Six executives of a Kenyan bank sent on leave last month pending an internal audit face questioning by police on Monday, as authorities respond to persistent concerns about the health of the country's banking sector.
The board of mid-sized National Bank sent chief executive Munir Ahmed and five others on compulsory leave in late March, warning on 2015 earnings after bad loans mounted. Ahmed at the time called the board's response an overreaction.
The sector came under the microscope on Thursday when Chase Bank Kenya Ltd, another mid-sized lender, was put into receivership for failing to meet its obligations and following a run on deposits, becoming the third bank in nine months to be placed under central bank control.

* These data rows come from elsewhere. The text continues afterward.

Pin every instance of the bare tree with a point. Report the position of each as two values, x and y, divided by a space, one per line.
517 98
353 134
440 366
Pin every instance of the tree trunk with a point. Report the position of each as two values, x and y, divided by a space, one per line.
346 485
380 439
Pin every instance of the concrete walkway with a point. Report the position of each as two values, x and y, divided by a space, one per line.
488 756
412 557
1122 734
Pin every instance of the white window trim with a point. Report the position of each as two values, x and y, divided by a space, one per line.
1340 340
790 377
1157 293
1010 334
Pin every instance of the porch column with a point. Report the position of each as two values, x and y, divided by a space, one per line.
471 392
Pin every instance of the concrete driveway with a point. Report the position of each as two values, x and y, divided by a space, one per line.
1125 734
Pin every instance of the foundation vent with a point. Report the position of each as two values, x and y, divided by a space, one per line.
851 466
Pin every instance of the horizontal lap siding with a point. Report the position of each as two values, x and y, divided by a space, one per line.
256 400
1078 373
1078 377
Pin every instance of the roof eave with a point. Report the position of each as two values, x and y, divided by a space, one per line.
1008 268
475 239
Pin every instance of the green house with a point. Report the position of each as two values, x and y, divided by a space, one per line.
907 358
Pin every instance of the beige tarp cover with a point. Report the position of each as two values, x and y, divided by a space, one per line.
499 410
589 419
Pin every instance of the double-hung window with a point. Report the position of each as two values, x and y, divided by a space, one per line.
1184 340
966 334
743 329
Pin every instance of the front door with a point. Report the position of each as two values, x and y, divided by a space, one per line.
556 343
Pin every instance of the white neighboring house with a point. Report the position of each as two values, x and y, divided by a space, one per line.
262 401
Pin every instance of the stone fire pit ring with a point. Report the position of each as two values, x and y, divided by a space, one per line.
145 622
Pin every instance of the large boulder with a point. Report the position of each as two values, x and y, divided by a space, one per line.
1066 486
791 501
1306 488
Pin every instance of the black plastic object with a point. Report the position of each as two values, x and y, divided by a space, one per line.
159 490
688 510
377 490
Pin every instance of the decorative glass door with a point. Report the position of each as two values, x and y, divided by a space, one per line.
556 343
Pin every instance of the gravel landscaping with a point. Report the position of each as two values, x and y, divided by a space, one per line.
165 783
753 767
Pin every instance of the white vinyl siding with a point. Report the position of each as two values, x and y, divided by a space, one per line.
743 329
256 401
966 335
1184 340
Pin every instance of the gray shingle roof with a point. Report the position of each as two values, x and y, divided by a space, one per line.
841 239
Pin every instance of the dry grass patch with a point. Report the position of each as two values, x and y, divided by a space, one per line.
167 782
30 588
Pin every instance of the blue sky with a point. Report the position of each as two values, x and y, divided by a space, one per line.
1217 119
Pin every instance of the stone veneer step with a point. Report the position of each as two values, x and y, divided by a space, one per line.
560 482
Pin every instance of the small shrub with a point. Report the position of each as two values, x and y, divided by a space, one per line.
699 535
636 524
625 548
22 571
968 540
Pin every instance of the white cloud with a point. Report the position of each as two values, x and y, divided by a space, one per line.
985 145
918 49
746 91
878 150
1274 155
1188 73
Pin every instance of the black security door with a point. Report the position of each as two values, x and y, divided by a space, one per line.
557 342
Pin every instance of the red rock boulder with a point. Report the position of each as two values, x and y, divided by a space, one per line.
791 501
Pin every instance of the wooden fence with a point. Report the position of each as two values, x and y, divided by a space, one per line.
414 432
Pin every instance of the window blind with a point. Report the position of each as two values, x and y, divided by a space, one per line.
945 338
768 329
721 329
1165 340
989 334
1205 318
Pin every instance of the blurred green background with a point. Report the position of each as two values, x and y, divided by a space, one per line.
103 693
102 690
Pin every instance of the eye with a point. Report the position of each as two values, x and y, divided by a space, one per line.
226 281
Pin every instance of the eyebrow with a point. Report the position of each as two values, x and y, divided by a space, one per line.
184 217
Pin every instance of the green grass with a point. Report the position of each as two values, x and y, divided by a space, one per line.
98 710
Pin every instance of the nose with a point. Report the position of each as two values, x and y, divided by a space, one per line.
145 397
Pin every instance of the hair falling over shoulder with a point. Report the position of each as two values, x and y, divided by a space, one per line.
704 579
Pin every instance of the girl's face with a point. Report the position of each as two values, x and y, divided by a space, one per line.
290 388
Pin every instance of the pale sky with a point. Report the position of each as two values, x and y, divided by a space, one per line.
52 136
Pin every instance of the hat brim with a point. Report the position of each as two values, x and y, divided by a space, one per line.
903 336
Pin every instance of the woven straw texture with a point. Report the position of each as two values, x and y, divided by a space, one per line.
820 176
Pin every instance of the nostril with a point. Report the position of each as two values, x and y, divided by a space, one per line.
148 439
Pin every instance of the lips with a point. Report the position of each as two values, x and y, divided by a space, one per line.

Central bank governor Patrick Njoroge, who has introduced more stringent reporting requirements for banks since being appointed in June, said on Wednesday there were no "systemic problems" in the sector.
Police said they took statements on Saturday from Zafrullah Khan and Duncan Kabui, respectively Chase Bank's former chairman and former group managing director.
Neither man could immediately be reached for comment by Reuters.
"I'm expecting the National Bank people today. The Chase Bank people, we had them on Saturday," Ndegwa Muhoro, director of the police's Criminal Investigations Department, said on Monday, adding detectives were working closely with the central bank.
National Bank said on Friday it would cooperate with police investigations.
Chase Bank's Khan and Kabui left their positions last week after a restatement of results that showed auditors had flagged concerns about loans of 16.6 billion shillings ($164 million).
A third lender, Imperial Bank, is still in receivership after it was taken over last October, just two months after a smaller one, Dubai Bank, was placed under central bank control.
Njoroge said on Sunday the central bank would provide financing to any lender or microfinance institution that was facing liquidity problems through no fault of its own.
The central bank has also said it expects consolidation in Kenya's banking sector that will lead to stronger institutions.
A number of foreign and local investors were keen on acquiring Chase Bank, Njoroge said on Sunday.